Укрываясь за углом бетонного ограждения, я расстрелял всю обойму – это от неопытности. Брюнет лежал в паре метров от меня, с выпученными глазами, на губах пенилась свекольная кровь. Мне хотелось, чтобы кровь была чистой, красной, а не этой грязно-бурой пеной… Потому что этого цвета была моя вина перед ним. Он скреб пальцами по земле и силился сказать мое имя. Но имя было вымышленным, и я едва не поправил его.

Я знаю, что должен был взвалить его на плечо и поволочь к машине. Так делают товарищи, приятели, друзья. Те, кто вышел на дело вместе. А ведь «вместе» – слово, смысл которого ускользает от меня… Всего каких-то десять шагов. Мы бы успели. Но вместо этого мои руки сами нащупали жесткие, как стропы парашюта, ручки спортивной сумки с уловом. И я побежал к машине один. Помню, я еще удивился, что в дневном свете бриллианты и сапфиры блестят далеко не так нестерпимо, как в электрическом. Эта мысль и сейчас навязчиво кружится в голове, не давая покоя. Когда я закрываю глаза, перед ними тут же встают подвески с драгоценными камнями, тусклые и невыразительные при свете улицы.

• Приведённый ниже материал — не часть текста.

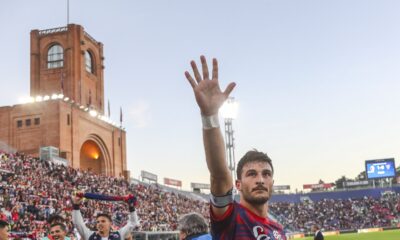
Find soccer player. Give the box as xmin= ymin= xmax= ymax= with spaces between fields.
xmin=0 ymin=220 xmax=9 ymax=240
xmin=311 ymin=225 xmax=324 ymax=240
xmin=185 ymin=56 xmax=286 ymax=240
xmin=178 ymin=213 xmax=212 ymax=240
xmin=72 ymin=196 xmax=139 ymax=240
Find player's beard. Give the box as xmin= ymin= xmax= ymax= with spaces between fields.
xmin=243 ymin=194 xmax=269 ymax=205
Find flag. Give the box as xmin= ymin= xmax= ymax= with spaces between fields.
xmin=108 ymin=99 xmax=111 ymax=118
xmin=89 ymin=90 xmax=92 ymax=106
xmin=61 ymin=73 xmax=64 ymax=94
xmin=119 ymin=107 xmax=122 ymax=125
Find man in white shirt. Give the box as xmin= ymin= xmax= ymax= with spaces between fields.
xmin=72 ymin=196 xmax=139 ymax=240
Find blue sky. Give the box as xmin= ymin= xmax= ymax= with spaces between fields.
xmin=0 ymin=0 xmax=400 ymax=189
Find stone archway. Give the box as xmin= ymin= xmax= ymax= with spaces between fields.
xmin=79 ymin=134 xmax=112 ymax=175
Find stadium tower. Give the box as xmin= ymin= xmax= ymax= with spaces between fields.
xmin=0 ymin=24 xmax=129 ymax=177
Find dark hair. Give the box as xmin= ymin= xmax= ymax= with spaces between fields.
xmin=96 ymin=213 xmax=112 ymax=222
xmin=47 ymin=214 xmax=65 ymax=224
xmin=0 ymin=220 xmax=9 ymax=228
xmin=236 ymin=149 xmax=274 ymax=180
xmin=50 ymin=223 xmax=67 ymax=232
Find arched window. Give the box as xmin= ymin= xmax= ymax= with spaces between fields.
xmin=85 ymin=51 xmax=94 ymax=73
xmin=47 ymin=44 xmax=64 ymax=68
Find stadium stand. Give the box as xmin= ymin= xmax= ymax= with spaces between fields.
xmin=0 ymin=152 xmax=400 ymax=239
xmin=0 ymin=152 xmax=209 ymax=239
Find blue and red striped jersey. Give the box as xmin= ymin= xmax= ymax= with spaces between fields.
xmin=210 ymin=202 xmax=286 ymax=240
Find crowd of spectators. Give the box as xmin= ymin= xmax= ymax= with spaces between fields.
xmin=269 ymin=192 xmax=400 ymax=232
xmin=0 ymin=152 xmax=400 ymax=239
xmin=0 ymin=152 xmax=209 ymax=238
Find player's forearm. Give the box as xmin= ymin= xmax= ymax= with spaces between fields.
xmin=203 ymin=128 xmax=233 ymax=196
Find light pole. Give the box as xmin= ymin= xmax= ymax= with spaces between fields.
xmin=221 ymin=97 xmax=238 ymax=185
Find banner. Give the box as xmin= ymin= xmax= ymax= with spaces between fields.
xmin=343 ymin=181 xmax=369 ymax=187
xmin=190 ymin=183 xmax=210 ymax=189
xmin=164 ymin=178 xmax=182 ymax=187
xmin=140 ymin=170 xmax=158 ymax=182
xmin=303 ymin=183 xmax=334 ymax=189
xmin=272 ymin=185 xmax=290 ymax=191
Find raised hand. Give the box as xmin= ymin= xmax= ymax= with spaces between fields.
xmin=185 ymin=56 xmax=236 ymax=116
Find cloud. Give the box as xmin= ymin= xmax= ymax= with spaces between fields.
xmin=127 ymin=101 xmax=151 ymax=128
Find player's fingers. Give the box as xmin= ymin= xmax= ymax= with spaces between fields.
xmin=224 ymin=83 xmax=236 ymax=98
xmin=212 ymin=58 xmax=218 ymax=79
xmin=190 ymin=61 xmax=201 ymax=83
xmin=185 ymin=71 xmax=196 ymax=89
xmin=200 ymin=55 xmax=209 ymax=79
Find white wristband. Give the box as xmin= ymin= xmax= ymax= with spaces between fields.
xmin=201 ymin=113 xmax=219 ymax=129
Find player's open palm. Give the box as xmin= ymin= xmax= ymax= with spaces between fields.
xmin=185 ymin=56 xmax=235 ymax=116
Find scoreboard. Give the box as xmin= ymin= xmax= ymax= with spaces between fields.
xmin=365 ymin=158 xmax=396 ymax=179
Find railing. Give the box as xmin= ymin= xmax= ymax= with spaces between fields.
xmin=39 ymin=27 xmax=68 ymax=35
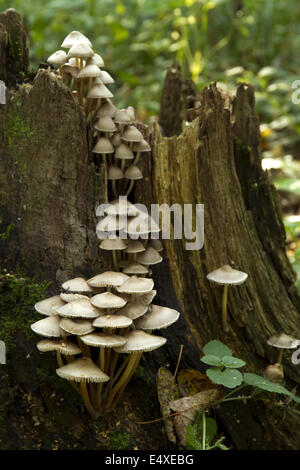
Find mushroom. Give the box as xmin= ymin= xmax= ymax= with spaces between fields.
xmin=207 ymin=264 xmax=248 ymax=332
xmin=56 ymin=357 xmax=109 ymax=419
xmin=267 ymin=333 xmax=300 ymax=364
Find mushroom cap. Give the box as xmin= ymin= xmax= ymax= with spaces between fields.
xmin=47 ymin=51 xmax=67 ymax=65
xmin=124 ymin=240 xmax=146 ymax=253
xmin=114 ymin=142 xmax=134 ymax=160
xmin=88 ymin=83 xmax=114 ymax=99
xmin=93 ymin=314 xmax=132 ymax=328
xmin=34 ymin=295 xmax=65 ymax=316
xmin=122 ymin=125 xmax=144 ymax=142
xmin=91 ymin=292 xmax=127 ymax=309
xmin=100 ymin=70 xmax=115 ymax=85
xmin=96 ymin=215 xmax=127 ymax=234
xmin=135 ymin=305 xmax=180 ymax=330
xmin=136 ymin=246 xmax=163 ymax=266
xmin=99 ymin=237 xmax=127 ymax=250
xmin=77 ymin=64 xmax=101 ymax=78
xmin=56 ymin=357 xmax=109 ymax=383
xmin=60 ymin=31 xmax=92 ymax=49
xmin=122 ymin=263 xmax=149 ymax=274
xmin=88 ymin=271 xmax=128 ymax=287
xmin=30 ymin=315 xmax=65 ymax=338
xmin=206 ymin=264 xmax=248 ymax=285
xmin=107 ymin=165 xmax=124 ymax=181
xmin=148 ymin=238 xmax=164 ymax=252
xmin=37 ymin=338 xmax=81 ymax=356
xmin=101 ymin=196 xmax=138 ymax=217
xmin=116 ymin=276 xmax=154 ymax=294
xmin=114 ymin=330 xmax=167 ymax=354
xmin=80 ymin=332 xmax=126 ymax=348
xmin=118 ymin=302 xmax=148 ymax=320
xmin=124 ymin=165 xmax=143 ymax=180
xmin=132 ymin=139 xmax=151 ymax=152
xmin=136 ymin=290 xmax=157 ymax=305
xmin=263 ymin=363 xmax=284 ymax=382
xmin=61 ymin=277 xmax=93 ymax=294
xmin=93 ymin=137 xmax=115 ymax=154
xmin=67 ymin=42 xmax=94 ymax=59
xmin=96 ymin=99 xmax=116 ymax=117
xmin=126 ymin=106 xmax=135 ymax=121
xmin=59 ymin=292 xmax=89 ymax=303
xmin=125 ymin=214 xmax=160 ymax=236
xmin=94 ymin=115 xmax=117 ymax=132
xmin=115 ymin=109 xmax=131 ymax=124
xmin=87 ymin=54 xmax=104 ymax=67
xmin=267 ymin=333 xmax=300 ymax=349
xmin=60 ymin=63 xmax=79 ymax=78
xmin=57 ymin=299 xmax=101 ymax=318
xmin=59 ymin=317 xmax=94 ymax=336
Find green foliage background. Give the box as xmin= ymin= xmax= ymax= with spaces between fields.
xmin=0 ymin=0 xmax=300 ymax=285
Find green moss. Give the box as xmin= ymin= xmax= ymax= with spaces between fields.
xmin=0 ymin=274 xmax=49 ymax=353
xmin=110 ymin=429 xmax=133 ymax=450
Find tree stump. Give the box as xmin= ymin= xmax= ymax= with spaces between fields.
xmin=0 ymin=11 xmax=300 ymax=450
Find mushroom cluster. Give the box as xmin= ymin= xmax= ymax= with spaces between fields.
xmin=31 ymin=31 xmax=179 ymax=419
xmin=31 ymin=271 xmax=179 ymax=418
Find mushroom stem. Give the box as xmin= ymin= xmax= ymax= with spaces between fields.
xmin=80 ymin=382 xmax=98 ymax=419
xmin=222 ymin=284 xmax=229 ymax=332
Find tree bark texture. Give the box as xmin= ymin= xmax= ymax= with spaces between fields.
xmin=0 ymin=13 xmax=300 ymax=449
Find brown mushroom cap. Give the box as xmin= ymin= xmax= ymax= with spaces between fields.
xmin=56 ymin=357 xmax=109 ymax=383
xmin=267 ymin=333 xmax=300 ymax=349
xmin=114 ymin=330 xmax=167 ymax=354
xmin=61 ymin=31 xmax=92 ymax=49
xmin=88 ymin=271 xmax=128 ymax=287
xmin=93 ymin=137 xmax=115 ymax=155
xmin=37 ymin=338 xmax=81 ymax=356
xmin=91 ymin=292 xmax=127 ymax=309
xmin=59 ymin=317 xmax=94 ymax=336
xmin=57 ymin=299 xmax=101 ymax=318
xmin=80 ymin=332 xmax=126 ymax=348
xmin=93 ymin=314 xmax=132 ymax=328
xmin=135 ymin=305 xmax=180 ymax=330
xmin=117 ymin=276 xmax=154 ymax=294
xmin=61 ymin=277 xmax=93 ymax=294
xmin=136 ymin=246 xmax=163 ymax=266
xmin=118 ymin=302 xmax=148 ymax=320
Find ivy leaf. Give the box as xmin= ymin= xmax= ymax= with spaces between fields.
xmin=206 ymin=367 xmax=243 ymax=388
xmin=222 ymin=356 xmax=246 ymax=369
xmin=203 ymin=339 xmax=232 ymax=360
xmin=200 ymin=354 xmax=223 ymax=367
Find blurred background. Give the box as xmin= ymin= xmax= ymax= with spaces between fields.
xmin=0 ymin=0 xmax=300 ymax=286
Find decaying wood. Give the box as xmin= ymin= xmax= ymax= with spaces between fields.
xmin=0 ymin=13 xmax=300 ymax=449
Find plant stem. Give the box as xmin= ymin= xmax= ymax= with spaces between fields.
xmin=222 ymin=284 xmax=229 ymax=332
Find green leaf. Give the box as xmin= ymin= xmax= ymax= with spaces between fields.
xmin=222 ymin=356 xmax=246 ymax=369
xmin=203 ymin=339 xmax=232 ymax=359
xmin=206 ymin=368 xmax=243 ymax=388
xmin=200 ymin=354 xmax=223 ymax=367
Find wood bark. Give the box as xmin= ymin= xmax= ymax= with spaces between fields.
xmin=0 ymin=13 xmax=300 ymax=449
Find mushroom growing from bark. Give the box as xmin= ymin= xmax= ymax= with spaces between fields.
xmin=207 ymin=264 xmax=248 ymax=332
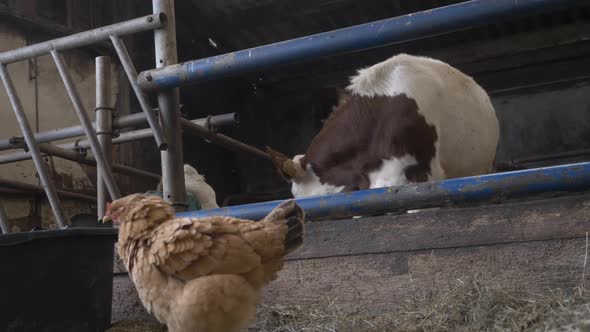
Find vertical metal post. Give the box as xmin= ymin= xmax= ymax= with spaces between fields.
xmin=0 ymin=202 xmax=10 ymax=234
xmin=94 ymin=56 xmax=115 ymax=219
xmin=51 ymin=50 xmax=121 ymax=199
xmin=0 ymin=64 xmax=66 ymax=228
xmin=152 ymin=0 xmax=187 ymax=211
xmin=111 ymin=36 xmax=168 ymax=150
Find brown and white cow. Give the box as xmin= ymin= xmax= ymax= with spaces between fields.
xmin=267 ymin=54 xmax=499 ymax=197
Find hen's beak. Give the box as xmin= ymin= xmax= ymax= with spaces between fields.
xmin=102 ymin=202 xmax=113 ymax=224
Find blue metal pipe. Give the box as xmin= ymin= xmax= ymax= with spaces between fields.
xmin=138 ymin=0 xmax=579 ymax=91
xmin=177 ymin=162 xmax=590 ymax=220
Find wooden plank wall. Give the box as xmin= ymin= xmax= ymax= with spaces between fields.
xmin=113 ymin=195 xmax=590 ymax=321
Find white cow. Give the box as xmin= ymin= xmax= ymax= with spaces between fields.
xmin=267 ymin=54 xmax=499 ymax=197
xmin=158 ymin=164 xmax=219 ymax=210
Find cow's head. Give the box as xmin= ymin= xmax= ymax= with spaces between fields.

Идет пятьдесят третий день моего заключения. Шестьдесят дней с моего последнего провала, шестьдесят дней с того мгновения, когда Мария прошептала «спи». И кажется, мое проклятие снято. Иначе почему я все еще здесь?

Я не уверен. Но так долго сидеть на одном месте мне еще не приходилось, и с каждым новым утром мне все тоскливее, все страшнее и хуже. Рассвет наполняется моим ненастоящим именем, выпорхнувшим из мертвого рта. Как во время отека легких кровавая пена вытесняет из них весь воздух, так и из моей жизни кровавая пена вытесняет Марию.

Шестьдесят дней! И каждый из них мог быть проведен в другом месте. Если бы только… Если бы. Черт.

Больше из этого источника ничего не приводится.